Wednesday, October 26, 2011

Foster care in South Dakota: At last, “these people” are heard on NPR

NOW I remember why I used to be proud to work at a public radio station.

To hear the excellent NPR stories discussed in this post, follow this link

One of the earliest posts on this Blog concerned a dreadful story aired on what was then known as National Public Radio concerning the death of Nixzmary Brown in New York City in January, 2006.

The story gave a full airing to those who said the case “raised questions” about whether the city had been doing too much to keep families together  - with no response from families who had lost children to foster care.

When we complained to NPR’s ombudsman at the time, he contacted an editor who worked on the story, Andrea DeLeon.  She said of parents:

I don't believe these people are key stakeholders in a story about whether the system is functioning well today. [Emphasis added].

That contempt permeated NPR coverage of child welfare for several years thereafter

That could be seen clearly when four separate NPR programs covered a report about trans-racial adoption – and talked only to white people.

It could be seen in the story in which reporter Michelle Trudeau’s very first sentence was an outright lie:

A child is placed in foster care only as a last resort, when parental maltreatment or neglect is extreme and unremitting.

At the time I wrote that “The only reason I can't call that a baldfaced lie is that I don't think she would make this false allegation on purpose.”  But that was three years ago.  An honest error that remains uncorrected no longer is honest.

Things did start to get better more recently.  Tell Me More did an excellent report on racial bias in child welfare and, of course, recently NPR’s flagship news programs,  All Things Considered and Morning Edition, aired an excellent series on parents falsely accused of killing their children.

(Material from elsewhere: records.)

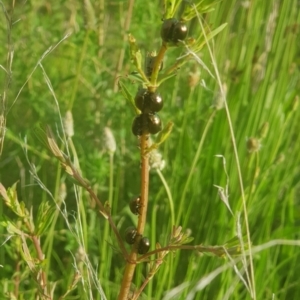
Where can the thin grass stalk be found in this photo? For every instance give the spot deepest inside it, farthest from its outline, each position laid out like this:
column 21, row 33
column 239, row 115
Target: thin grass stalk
column 252, row 282
column 192, row 169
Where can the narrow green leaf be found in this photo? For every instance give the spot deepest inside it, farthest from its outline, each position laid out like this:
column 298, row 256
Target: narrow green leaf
column 128, row 96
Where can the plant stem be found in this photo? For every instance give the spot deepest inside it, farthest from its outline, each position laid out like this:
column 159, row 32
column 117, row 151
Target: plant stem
column 131, row 261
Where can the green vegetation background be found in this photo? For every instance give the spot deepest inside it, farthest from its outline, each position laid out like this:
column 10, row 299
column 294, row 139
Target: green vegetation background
column 257, row 56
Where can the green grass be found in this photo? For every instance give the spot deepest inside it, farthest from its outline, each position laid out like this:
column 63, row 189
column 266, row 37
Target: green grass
column 257, row 56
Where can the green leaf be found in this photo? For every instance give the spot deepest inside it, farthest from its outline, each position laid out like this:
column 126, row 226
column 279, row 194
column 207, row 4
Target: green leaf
column 162, row 136
column 44, row 218
column 128, row 96
column 46, row 137
column 135, row 52
column 11, row 200
column 170, row 8
column 203, row 6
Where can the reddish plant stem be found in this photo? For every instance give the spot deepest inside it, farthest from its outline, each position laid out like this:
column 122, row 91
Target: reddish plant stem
column 131, row 262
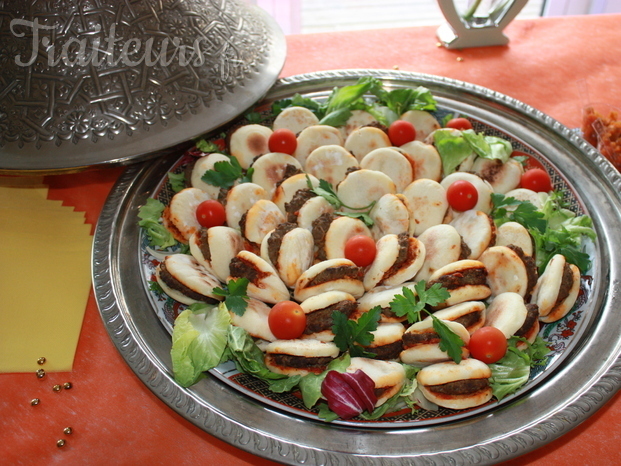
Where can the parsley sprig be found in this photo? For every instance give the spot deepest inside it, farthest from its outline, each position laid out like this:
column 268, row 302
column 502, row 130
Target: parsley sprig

But Tell Me More is a program aimed at minorities.  And the fatality stories dealt with a very small subsection of the problem, and one of the few where the issue reaches into the middle class.

The heart of the problem – poverty and racism - never made it to the heart of the NPR schedule – until now.

Now Michelle Trudeau’s error of commission, Andrea DeLeon’s error of omission, and all the errors in between, all the mistakes that led me to conclude that NPR stood for “No Parent Response” are being corrected – the record is being set straight and then some.

The corrective comes in the form of a superb three-part series now airing on the network.  Part one aired on All Things Considered yesterday.  Part two is scheduled to air on that program today and part three airs on Morning Edition tomorrow [Oct. 27.]

The stories are the result of a year-long investigation by reporter Laura Sullivan and Producer Amy Walters into the child welfare system in South Dakota – and in particular the widespread needless destruction of Native American families in that state. 

South Dakota is among the worst by almost any measure.  It takes away children at one of the highest rates in the nation, it places children in the worst form of “care” – group homes and institutions – at one of the highest rates in the nation, and it tears apart Native American families at one of the highest rates in the nation.  In short, South Dakota hit the trifecta of child welfare failure.

NPR’s searing stories are revealing it all for the first time.

But South Dakota is not an isolated example.  Plenty of states are as bad, some are worse.  And almost every state has similar problems, the only difference is one of degree.

This is the NPR that made me so proud to be working for a public radio station fresh out of journalism school decades ago. This is the NPR I remember from before it became gentrified and too-precious-by-half.  This is the NPR that comforts the afflicted and afflicts the comfortable.  I hope it stays around for while.